Después dijo con tono bondadoso:

-Querido, voy a examinar tu herida.

-Muchas gracias, señor; si usted supiera lo bueno que ha sido para mí el doctor Borel.

-Calla, Santiago, no digas tonterías -contestó el aludido.

-No; no me callaré. Usted ha sido muy bueno. Sin usted, me hubiera muerto diez veces. Soy feliz al decirlo y repetirlo, y quisiera no olvidarlo nunca.

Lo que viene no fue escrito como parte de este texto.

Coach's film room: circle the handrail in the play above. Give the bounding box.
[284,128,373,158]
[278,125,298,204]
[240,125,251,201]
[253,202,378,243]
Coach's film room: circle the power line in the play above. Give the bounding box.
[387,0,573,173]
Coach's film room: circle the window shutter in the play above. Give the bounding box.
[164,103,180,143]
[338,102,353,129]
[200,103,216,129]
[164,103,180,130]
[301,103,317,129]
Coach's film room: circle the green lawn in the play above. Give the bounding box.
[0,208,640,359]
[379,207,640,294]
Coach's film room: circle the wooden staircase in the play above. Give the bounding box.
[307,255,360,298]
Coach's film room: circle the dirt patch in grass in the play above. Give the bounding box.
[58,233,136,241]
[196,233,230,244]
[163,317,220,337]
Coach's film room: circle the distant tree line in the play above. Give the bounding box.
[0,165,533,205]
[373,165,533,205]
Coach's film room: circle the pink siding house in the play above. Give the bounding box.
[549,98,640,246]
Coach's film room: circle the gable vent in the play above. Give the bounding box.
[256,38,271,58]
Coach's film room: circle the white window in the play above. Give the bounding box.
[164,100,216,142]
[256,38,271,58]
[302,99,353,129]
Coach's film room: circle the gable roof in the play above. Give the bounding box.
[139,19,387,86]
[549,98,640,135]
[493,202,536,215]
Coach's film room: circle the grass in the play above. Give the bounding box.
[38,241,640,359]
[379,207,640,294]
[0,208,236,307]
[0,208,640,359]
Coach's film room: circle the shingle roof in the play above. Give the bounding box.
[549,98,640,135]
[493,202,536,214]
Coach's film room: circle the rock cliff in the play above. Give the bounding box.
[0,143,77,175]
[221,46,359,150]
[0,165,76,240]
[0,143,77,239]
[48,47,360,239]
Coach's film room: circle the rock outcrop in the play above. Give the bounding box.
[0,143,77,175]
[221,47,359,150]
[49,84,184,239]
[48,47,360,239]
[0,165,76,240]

-Tiene razón en no querer ser ingrato -dijo el señor Grandier. -Vamos a ver, tengo que inspeccionar todo esto. Borel, hágame la relación del caso.

-Hela aquí, maestro. La bala ha penetrado por la izquierda del esternón, entre la quinta, y la sexta costilla, atravesó el mediastino anterior; salió por la derecha de la columna vertebral, entre la cuarta y quinta costilla.

-¡Diantre! ¡Bonita herida!

Al oir el entusiasmo científico del doctor Grandier, Santiago se echó a reir.

-Su observación no disiente, señor. El diablo de alemán que me apuntó tira bien.

-Este chico es encantador -dijo el doctor, -siga usted; Borel.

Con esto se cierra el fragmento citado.